News

Bisnis

Super Skor

Sport

Seleb

Lifestyle

Travel

Lifestyle

Tribunners

Video

Tribunners

Kilas Kementerian

Images

Cerita Guru Honorer Jadi Korban Mafia Tanah, Sertifikat Lahan Orangtuanya Jadi Atas Nama Orang Lain

Editor: Adi Suhendi
AA

Text Sizes

Medium

Large

Larger

Ahmad, seorang guru honorer di Kabupaten Tangerang, Banten menjadi korban mafia tanah. Lahan 1.300 meter persegi tiba-tiba menjadi milik orang lain.

Laporan Wartawan Tribunnews.com Rahmat W Nugraha

TRIBUNNEWS.COM, JAKARTA - Ahmad, seorang guru honorer di Kabupaten Tangerang, Banten terlibat sengketa dengan mafia tanah terkait kepemilikan lahan orangtuanya seluas 1.300 meter persegi.

Ahmad mengatakan awal mula mengetahui tanah orangtuanya menjadi sasaran mafia tanah ketika 2020 silam ramai isu mafia tanah.

Pria berusia 38 tahun ini berinisiatif mengecek status kepemilikan lahan orangtuanya di atrbpn.go.id.

Ternyata tanah milik orangtuanya menjadi atas nama orang lain.

"Waktu 2020 isu mafia tanah ramai di Tangerang Kabupaten maka dari itu saya cek juga. Ternyata tanah orangtua saya seluas 1.300 meter atas nama orang lain," kata Ahmad kepada Tribunnews.com di kantor Forum Korban Mafia Tanah, Minggu (9/10/2022).

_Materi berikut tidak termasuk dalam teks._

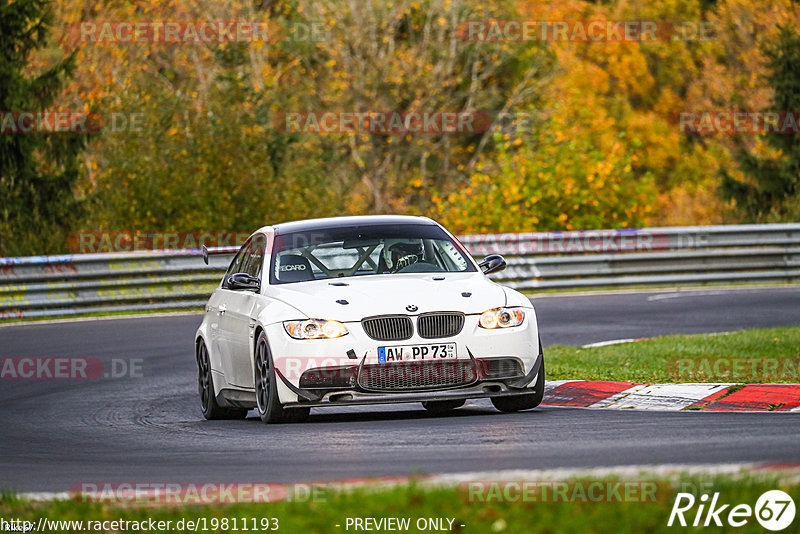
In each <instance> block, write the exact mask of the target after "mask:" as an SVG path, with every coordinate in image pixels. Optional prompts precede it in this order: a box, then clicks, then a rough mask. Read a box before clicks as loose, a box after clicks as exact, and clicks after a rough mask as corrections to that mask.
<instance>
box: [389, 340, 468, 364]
mask: <svg viewBox="0 0 800 534" xmlns="http://www.w3.org/2000/svg"><path fill="white" fill-rule="evenodd" d="M455 357H456V344H455V343H435V344H430V345H400V346H396V347H378V362H379V363H388V362H405V361H412V360H436V359H441V358H455Z"/></svg>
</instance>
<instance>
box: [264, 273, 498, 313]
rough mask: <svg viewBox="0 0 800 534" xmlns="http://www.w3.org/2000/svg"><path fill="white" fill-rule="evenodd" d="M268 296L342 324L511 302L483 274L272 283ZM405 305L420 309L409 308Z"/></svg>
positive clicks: (404, 274) (342, 278)
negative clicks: (340, 321)
mask: <svg viewBox="0 0 800 534" xmlns="http://www.w3.org/2000/svg"><path fill="white" fill-rule="evenodd" d="M336 284H346V285H336ZM462 293H463V294H462ZM267 294H268V295H269V296H270V297H271V298H274V299H277V300H280V301H282V302H284V303H286V304H288V305H290V306H292V307H294V308H296V309H297V310H299V311H300V312H301V313H302V314H304V315H305V316H306V317H309V318H313V319H335V320H337V321H342V322H346V321H360V320H361V319H362V318H364V317H369V316H372V315H395V314H396V315H418V314H420V313H426V312H433V311H460V312H463V313H466V314H471V313H482V312H485V311H486V310H488V309H491V308H496V307H498V306H504V305H505V303H506V295H505V292H504V291H503V288H502V287H500V286H499V285H497V284H495V283H494V282H492V281H491V280H489V279H487V278H486V277H485V276H483V274H481V273H419V274H416V273H415V274H411V273H409V274H392V275H370V276H362V277H348V278H336V279H328V280H316V281H312V282H298V283H294V284H280V285H271V286H269V289H268V290H267ZM466 294H469V296H465V295H466ZM338 300H345V301H347V304H340V303H339V302H337V301H338ZM406 306H416V307H417V309H416V310H413V311H410V310H407V309H406ZM300 318H302V317H298V319H300Z"/></svg>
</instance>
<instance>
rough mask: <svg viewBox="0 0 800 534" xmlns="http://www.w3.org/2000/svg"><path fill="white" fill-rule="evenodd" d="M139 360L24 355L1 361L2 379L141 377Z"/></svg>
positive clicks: (82, 356)
mask: <svg viewBox="0 0 800 534" xmlns="http://www.w3.org/2000/svg"><path fill="white" fill-rule="evenodd" d="M143 364H144V360H143V359H141V358H112V359H110V360H106V361H103V360H101V359H100V358H95V357H83V356H23V357H4V358H0V379H2V380H97V379H103V378H110V379H119V378H142V377H143V376H144V370H143Z"/></svg>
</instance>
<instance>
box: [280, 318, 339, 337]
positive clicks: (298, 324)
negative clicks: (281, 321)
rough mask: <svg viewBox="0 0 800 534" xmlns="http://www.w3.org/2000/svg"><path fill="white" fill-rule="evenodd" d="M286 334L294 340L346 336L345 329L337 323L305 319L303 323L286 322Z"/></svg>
mask: <svg viewBox="0 0 800 534" xmlns="http://www.w3.org/2000/svg"><path fill="white" fill-rule="evenodd" d="M283 329H284V330H286V333H287V334H289V335H290V336H292V337H293V338H295V339H333V338H335V337H342V336H346V335H347V333H348V332H347V327H346V326H345V325H343V324H342V323H340V322H339V321H323V320H319V319H306V320H305V321H286V322H285V323H283Z"/></svg>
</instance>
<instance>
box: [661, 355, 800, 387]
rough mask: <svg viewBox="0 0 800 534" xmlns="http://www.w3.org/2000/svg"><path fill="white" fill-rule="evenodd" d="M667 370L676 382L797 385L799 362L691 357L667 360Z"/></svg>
mask: <svg viewBox="0 0 800 534" xmlns="http://www.w3.org/2000/svg"><path fill="white" fill-rule="evenodd" d="M666 370H667V373H668V374H669V376H670V377H672V378H673V379H675V380H697V381H702V380H710V379H713V380H718V381H719V380H721V381H725V380H731V381H739V380H762V381H767V380H778V381H781V382H797V381H800V358H775V357H756V356H754V357H736V358H733V357H724V356H720V357H710V356H694V357H686V358H674V359H671V360H668V361H667V363H666Z"/></svg>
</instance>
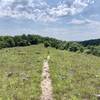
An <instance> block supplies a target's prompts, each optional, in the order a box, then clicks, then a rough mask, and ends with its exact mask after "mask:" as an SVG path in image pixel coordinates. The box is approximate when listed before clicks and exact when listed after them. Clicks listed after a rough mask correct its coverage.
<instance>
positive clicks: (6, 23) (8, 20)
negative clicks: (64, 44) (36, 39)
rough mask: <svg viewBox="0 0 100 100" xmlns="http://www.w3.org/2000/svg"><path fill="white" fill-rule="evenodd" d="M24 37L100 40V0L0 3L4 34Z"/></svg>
mask: <svg viewBox="0 0 100 100" xmlns="http://www.w3.org/2000/svg"><path fill="white" fill-rule="evenodd" d="M20 34H38V35H41V36H49V37H53V38H57V39H61V40H66V41H72V40H73V41H83V40H88V39H96V38H100V0H0V35H20Z"/></svg>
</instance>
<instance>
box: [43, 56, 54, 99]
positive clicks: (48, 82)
mask: <svg viewBox="0 0 100 100" xmlns="http://www.w3.org/2000/svg"><path fill="white" fill-rule="evenodd" d="M49 59H50V56H48V57H47V59H46V60H44V63H43V72H42V82H41V88H42V95H41V100H53V97H52V82H51V78H50V72H49V64H48V61H49Z"/></svg>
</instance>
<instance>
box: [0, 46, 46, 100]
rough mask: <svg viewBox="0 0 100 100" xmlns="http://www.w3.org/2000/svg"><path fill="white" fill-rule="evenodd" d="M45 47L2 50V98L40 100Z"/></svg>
mask: <svg viewBox="0 0 100 100" xmlns="http://www.w3.org/2000/svg"><path fill="white" fill-rule="evenodd" d="M44 52H45V49H44V48H43V47H42V46H41V45H38V46H28V47H16V48H7V49H2V50H0V100H39V99H40V95H41V88H40V82H41V73H42V65H43V60H44V58H45V53H44Z"/></svg>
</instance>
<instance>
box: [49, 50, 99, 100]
mask: <svg viewBox="0 0 100 100" xmlns="http://www.w3.org/2000/svg"><path fill="white" fill-rule="evenodd" d="M49 52H50V56H51V59H50V62H49V64H50V70H51V78H52V84H53V95H54V100H97V97H96V96H95V94H100V58H99V57H95V56H92V55H86V54H79V53H72V52H67V51H60V50H56V49H49Z"/></svg>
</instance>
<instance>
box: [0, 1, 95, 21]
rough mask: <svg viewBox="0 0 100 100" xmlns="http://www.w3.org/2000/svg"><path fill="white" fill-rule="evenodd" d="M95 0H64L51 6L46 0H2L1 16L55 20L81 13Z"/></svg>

Baca juga: Ketua FKMTI Budiardjo Usulkan Adanya Perpu Ad Hoc Peradilan Pertanahan untuk Berantas Mafia Tanah

Mengetahui ertifikat Hak Milik (SHM) tanah orangtanya atas nama orang lain, lantas Ahmad mempertanyakan ke Badan Pertanahan Nasional (BPN) Kabupaten Tangerang soal terbitnya sertifikat tersebut.

"Saya mempertanyakan BPN Tangerang Kabupaten mengeluarkan SHM di atas tanah orangtua saya sesuai prosedur apa tidak. Hal itu dikarenakan sudah tercatat administrasi," katanya.

Ahmad mengaku pihak BPN Tangerang Kabupaten selalu berjanji menyelesaikan masalahnya.

Namun, hingga kini masalahnya tersebut tak kunjung selesai.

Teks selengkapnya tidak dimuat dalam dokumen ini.